Central African Republic Banknotes

Central African Republic: Financial Sector Profile

A decade of political turmoil and armed conflict, compounded by drought and regional tensions, have taken a heavy toll on the Central African Republic (CAR), weakening public institutions, undermining the economic infrastructure and basic social services, and leading to a severe contraction of real GDP. Despite abundant natural mineral resources and favourable farming conditions, since the early 1990s economic activity has been steadily declining and living standards have deteriorated considerably. As a result, it became difficult for the government to mobilize domestic tax resources, which, at about 8.5 % of GDP, are part the lowest for developing nations. This, along with a drying up of foreign aid and loss of public spending control, led to significant accumulation of domestic and external arrears.

This trend, however, was less pronounced during the 2004-07 period, which saw a gradual return to socio-political stability and economic increase. Despite the decline in GDP for 2008, mainly due to the combined effects of the external shocks that occurred during the time(soaring oil prices, food crisis, depreciation of the US dollar against the Euro, to which the CFA franc is pegged, the international financial crisis, and the decline in world request for raw materials and consequent fall in their prices), the outlook for 2009/2010 is relatively positive: GDP increase is estimated at around 3.2 % for 2009 and 5 % for 2010.

The financial sector of the CAR, the smallest in the CEMAC, plays a limited role in supporting economic increase. Suffering from weak market infrastructure and legal and judicial frameworks, the economy remains small, undeveloped, and dominated by commercial banks. In addition to the National Office of the BEAC, the system consists of three commercial banks, two microfinance institutions (MFIs), two post office banks, two insurance companies, and a social security fund. Because of economic and security concerns, financial institutions, and particularly microfinance institutions (MFIs), have consolidated their business in the capital, Bangui, over the completed few years.

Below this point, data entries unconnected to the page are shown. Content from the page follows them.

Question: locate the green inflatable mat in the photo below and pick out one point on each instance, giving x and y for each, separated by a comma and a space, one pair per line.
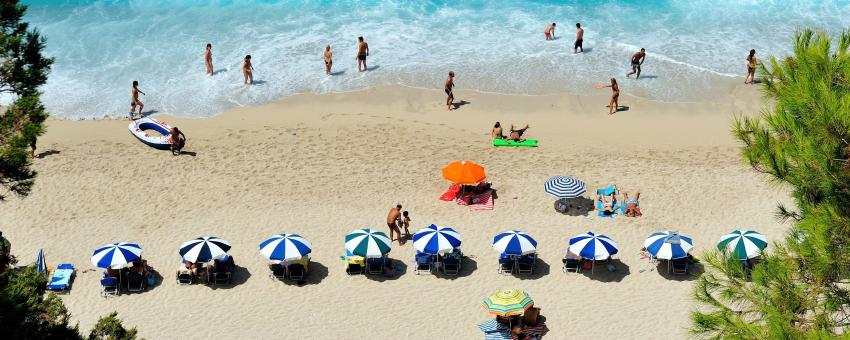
504, 142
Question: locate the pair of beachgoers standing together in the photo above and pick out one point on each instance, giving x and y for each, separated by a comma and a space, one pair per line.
396, 220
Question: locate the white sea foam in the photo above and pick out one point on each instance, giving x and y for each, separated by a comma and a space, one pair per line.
493, 46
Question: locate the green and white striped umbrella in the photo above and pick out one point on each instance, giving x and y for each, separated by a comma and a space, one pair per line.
743, 244
367, 243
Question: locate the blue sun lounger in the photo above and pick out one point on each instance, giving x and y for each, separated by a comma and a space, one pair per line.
62, 277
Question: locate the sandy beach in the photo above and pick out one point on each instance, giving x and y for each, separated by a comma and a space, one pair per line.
323, 165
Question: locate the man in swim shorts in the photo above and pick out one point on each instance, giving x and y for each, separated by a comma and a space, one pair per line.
362, 52
637, 61
393, 218
579, 39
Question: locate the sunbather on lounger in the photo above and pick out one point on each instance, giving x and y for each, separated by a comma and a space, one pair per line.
607, 206
632, 205
516, 135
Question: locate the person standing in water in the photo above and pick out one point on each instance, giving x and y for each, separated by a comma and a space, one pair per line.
550, 32
248, 70
208, 59
134, 101
328, 59
614, 106
450, 84
362, 52
751, 68
579, 39
637, 61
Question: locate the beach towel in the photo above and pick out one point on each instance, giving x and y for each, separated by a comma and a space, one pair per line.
61, 278
450, 194
505, 142
482, 201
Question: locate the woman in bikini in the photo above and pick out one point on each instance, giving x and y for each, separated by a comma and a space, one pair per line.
632, 205
751, 68
248, 70
328, 59
614, 106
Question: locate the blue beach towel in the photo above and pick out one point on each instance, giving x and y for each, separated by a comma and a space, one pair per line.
61, 278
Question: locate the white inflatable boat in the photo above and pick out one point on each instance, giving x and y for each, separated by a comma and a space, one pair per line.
138, 127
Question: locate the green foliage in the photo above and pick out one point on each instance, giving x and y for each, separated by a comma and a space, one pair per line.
799, 290
23, 69
110, 328
25, 313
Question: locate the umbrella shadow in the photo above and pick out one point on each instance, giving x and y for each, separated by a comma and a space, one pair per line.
316, 272
399, 268
579, 206
695, 270
602, 273
467, 266
238, 276
541, 269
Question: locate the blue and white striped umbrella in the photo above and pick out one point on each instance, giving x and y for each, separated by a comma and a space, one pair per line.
565, 187
116, 255
514, 242
668, 245
285, 247
592, 246
204, 249
436, 240
40, 262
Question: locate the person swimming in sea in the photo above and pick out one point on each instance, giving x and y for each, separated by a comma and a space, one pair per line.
550, 32
208, 59
248, 70
614, 106
579, 39
450, 84
134, 102
362, 53
328, 59
751, 68
637, 61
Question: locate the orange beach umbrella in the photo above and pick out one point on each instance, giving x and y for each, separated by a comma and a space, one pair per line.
464, 172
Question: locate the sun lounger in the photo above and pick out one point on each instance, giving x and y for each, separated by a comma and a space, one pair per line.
679, 266
571, 265
109, 286
450, 194
451, 262
424, 263
525, 264
135, 282
375, 266
62, 277
506, 264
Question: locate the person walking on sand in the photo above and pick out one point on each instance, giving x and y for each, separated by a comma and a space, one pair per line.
208, 59
751, 68
450, 84
328, 59
134, 102
615, 96
637, 61
393, 220
248, 70
362, 52
550, 32
579, 39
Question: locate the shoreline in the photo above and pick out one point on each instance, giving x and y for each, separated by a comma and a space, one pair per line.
323, 165
722, 88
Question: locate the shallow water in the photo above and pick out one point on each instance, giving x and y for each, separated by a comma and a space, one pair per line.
493, 46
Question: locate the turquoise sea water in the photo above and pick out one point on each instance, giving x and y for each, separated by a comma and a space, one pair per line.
493, 46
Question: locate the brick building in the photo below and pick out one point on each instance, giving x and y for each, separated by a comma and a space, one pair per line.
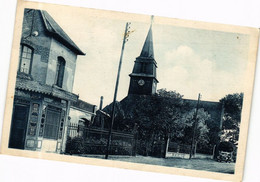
44, 83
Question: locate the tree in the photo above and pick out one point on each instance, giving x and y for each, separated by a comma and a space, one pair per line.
160, 118
232, 104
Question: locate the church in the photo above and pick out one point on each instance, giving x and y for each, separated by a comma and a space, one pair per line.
143, 84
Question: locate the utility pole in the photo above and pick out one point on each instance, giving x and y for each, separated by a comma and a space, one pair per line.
126, 35
195, 127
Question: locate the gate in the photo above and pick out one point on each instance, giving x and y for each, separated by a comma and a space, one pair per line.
90, 140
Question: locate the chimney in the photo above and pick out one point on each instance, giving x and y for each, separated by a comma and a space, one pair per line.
101, 103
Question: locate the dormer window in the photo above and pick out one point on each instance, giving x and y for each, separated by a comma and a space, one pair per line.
60, 71
26, 59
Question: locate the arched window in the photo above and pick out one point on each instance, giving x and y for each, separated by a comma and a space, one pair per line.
26, 59
60, 71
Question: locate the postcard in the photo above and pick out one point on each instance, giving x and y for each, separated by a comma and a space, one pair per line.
130, 91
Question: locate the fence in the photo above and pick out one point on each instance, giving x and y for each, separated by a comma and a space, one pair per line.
89, 140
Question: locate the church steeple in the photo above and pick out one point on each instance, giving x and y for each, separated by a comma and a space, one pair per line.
147, 50
143, 79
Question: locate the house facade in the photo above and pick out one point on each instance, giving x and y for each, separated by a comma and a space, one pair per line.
44, 83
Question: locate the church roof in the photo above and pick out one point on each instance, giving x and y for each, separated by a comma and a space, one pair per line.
147, 50
53, 28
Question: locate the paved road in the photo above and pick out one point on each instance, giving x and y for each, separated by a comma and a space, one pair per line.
197, 164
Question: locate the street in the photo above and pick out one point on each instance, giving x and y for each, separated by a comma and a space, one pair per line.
196, 164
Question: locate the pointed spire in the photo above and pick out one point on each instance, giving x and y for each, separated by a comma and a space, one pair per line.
147, 50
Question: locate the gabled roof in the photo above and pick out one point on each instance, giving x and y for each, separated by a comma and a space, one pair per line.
147, 50
56, 31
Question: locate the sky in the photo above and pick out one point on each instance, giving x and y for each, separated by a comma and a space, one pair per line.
190, 61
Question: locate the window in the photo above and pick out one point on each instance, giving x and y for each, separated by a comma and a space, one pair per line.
26, 59
52, 123
60, 71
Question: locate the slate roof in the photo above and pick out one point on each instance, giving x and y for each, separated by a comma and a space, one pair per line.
56, 31
83, 105
147, 50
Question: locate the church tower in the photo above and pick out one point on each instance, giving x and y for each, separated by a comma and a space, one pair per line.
143, 79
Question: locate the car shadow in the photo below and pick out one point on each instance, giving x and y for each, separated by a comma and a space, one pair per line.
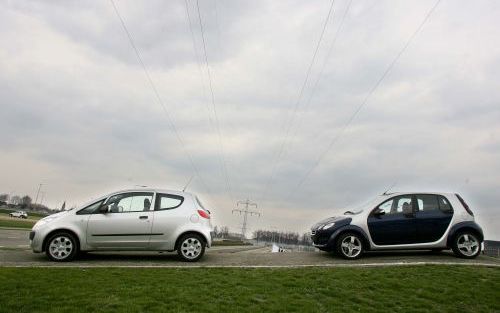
402, 254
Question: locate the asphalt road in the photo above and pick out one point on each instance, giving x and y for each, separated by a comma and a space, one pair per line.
14, 251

With less than 1 % of the total people holding a bank account, access to financial services is extremely limited in the CAR. Microfinance accounts only for 1 % of the total credit facilities, serving 0.5 % of the people. Low levels of mobile penetration – which stand at 30 %, a significantly lower % than in the rest of the continent – dampen the potential expansion of access to financial services through mobile technology.

Bank branches and ATMs are concentrated in three towns, with 71 % of total branches located in Bangui. The post office is in charge of the postal savings bank, primarily serving for fee payments to civil servants, a minimal % of which holds, however, a savings account.

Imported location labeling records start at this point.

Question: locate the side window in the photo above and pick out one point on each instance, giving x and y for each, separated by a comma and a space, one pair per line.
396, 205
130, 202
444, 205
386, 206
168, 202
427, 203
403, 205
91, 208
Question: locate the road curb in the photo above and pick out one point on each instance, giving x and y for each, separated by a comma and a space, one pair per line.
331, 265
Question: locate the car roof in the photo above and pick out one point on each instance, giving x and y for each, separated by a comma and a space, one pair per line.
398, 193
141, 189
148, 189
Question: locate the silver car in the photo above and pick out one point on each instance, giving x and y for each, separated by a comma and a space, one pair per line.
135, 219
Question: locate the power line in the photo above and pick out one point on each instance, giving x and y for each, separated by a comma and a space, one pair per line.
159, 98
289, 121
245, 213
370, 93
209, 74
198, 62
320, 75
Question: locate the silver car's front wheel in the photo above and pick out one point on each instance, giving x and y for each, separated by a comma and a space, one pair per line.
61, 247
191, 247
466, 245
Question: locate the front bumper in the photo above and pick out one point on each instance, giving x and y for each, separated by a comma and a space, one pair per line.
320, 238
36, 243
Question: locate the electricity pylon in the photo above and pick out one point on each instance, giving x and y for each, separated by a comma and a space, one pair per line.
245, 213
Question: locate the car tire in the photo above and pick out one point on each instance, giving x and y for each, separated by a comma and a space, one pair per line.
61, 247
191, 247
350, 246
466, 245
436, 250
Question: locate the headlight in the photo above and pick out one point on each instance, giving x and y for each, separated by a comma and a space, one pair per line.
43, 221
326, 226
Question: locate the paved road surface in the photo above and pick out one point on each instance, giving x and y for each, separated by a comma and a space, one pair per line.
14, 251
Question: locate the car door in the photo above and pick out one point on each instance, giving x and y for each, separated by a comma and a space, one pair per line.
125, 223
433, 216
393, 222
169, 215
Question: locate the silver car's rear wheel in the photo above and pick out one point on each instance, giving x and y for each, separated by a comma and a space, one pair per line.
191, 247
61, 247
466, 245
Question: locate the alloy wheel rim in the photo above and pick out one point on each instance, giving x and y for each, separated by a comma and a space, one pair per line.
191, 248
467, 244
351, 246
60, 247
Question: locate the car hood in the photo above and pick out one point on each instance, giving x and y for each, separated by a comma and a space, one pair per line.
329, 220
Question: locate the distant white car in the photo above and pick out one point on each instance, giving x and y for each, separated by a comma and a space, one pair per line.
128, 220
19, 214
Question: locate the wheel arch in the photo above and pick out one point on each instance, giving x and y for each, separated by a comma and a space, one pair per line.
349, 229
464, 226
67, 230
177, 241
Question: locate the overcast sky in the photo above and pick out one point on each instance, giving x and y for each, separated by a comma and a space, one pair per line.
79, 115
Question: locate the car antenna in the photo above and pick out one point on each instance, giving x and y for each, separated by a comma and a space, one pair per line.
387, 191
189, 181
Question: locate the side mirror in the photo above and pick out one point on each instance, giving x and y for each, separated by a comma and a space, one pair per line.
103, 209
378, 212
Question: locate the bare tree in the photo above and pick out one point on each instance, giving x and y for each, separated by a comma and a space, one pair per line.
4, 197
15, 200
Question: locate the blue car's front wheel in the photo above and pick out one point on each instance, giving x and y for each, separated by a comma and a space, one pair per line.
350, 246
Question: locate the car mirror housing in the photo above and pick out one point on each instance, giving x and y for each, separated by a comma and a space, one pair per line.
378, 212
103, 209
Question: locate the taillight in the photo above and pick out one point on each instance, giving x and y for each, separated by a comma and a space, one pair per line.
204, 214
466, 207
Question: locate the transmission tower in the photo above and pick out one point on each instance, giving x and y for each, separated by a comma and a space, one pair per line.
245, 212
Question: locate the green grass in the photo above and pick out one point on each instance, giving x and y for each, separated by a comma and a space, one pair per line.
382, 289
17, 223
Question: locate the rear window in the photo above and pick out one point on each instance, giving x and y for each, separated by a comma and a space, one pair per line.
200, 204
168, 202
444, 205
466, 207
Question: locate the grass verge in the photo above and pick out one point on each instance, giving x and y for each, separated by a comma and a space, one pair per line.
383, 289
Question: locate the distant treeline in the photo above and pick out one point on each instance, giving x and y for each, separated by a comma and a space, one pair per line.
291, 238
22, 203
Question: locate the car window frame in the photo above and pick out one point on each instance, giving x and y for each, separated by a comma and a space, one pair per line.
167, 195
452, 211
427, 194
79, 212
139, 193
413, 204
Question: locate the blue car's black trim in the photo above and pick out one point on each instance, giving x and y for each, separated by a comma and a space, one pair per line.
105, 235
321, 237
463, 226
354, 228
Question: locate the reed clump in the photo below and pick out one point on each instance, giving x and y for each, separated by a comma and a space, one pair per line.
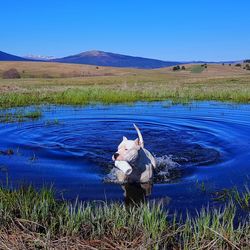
31, 219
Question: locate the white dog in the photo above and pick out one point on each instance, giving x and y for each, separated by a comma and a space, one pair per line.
134, 163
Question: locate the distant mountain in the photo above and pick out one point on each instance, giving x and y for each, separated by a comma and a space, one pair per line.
8, 57
102, 58
39, 57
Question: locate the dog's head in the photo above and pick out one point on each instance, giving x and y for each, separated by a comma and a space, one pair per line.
128, 149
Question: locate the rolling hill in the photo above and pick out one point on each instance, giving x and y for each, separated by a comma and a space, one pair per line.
102, 58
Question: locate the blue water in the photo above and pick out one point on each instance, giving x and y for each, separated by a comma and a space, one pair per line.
71, 147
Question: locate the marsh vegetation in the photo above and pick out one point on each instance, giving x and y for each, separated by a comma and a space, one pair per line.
36, 219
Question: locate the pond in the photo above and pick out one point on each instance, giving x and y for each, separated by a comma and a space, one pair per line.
203, 146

The supervision of commercial banks and micro finance institutions is conducted by the Central African Banking Commission (COBAC), as for all Central African Economic and Monetary Community (CEMAC) member states.

No stock market exists in the CAR, but two parallel independent stock exchanges are under construction in the CEMAC. Beyond that, the country has no money market, no securities market, and no foreign exchange market.

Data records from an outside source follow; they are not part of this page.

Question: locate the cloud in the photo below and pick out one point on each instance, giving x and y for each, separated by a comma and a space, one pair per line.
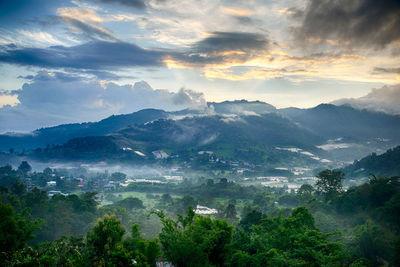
53, 98
85, 22
220, 48
387, 70
363, 23
97, 55
138, 4
385, 99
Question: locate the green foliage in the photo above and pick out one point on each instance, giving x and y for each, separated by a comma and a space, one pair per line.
15, 230
305, 192
292, 241
130, 203
329, 182
105, 236
195, 240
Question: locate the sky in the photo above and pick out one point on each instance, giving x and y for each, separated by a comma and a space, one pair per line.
65, 61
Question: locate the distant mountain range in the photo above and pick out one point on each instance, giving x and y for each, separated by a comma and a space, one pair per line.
237, 129
386, 164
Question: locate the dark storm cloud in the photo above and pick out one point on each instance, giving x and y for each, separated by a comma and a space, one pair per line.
215, 48
93, 56
387, 70
364, 23
139, 4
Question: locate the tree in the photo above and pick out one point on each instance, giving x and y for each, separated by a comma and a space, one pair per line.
118, 176
305, 192
15, 230
329, 182
102, 240
230, 211
279, 241
24, 168
130, 203
195, 240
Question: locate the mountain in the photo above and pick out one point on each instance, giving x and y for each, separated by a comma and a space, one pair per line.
62, 133
333, 122
248, 138
242, 107
387, 164
351, 133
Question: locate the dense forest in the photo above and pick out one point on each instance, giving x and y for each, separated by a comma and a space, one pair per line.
320, 225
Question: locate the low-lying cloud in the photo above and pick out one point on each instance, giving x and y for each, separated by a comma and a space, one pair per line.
96, 55
385, 99
56, 98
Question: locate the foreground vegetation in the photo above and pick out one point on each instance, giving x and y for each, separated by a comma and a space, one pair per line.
317, 226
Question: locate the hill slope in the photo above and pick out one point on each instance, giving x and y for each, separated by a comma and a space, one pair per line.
62, 133
387, 164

Equity investment financial institutions, leasing, licensed venture capital and/or factoring companies are absent from the country’s economy, their development hampered by the lack of the necessary legal, prudential, and regulatory frameworks.

Two insurance companies operate in the CAR, regulated by the Inter-African Conference on Insurance Markets (CIMA) in Gabon, which conducts the supervision of insurance companies in 16 African nations.

Due to uncertainties in legal enforcement, particularly in the housing finance market, long-term finance arrangements are scarce.

The CAR is member of the CEMAC, a customs and monetary union which as well includes Cameroon, Chad, Congo, Equatorial Guinea, and Gabon. Since the ratification of the CEMAC treaty in 1999, the region has been heading towards fuller economic and monetary integration.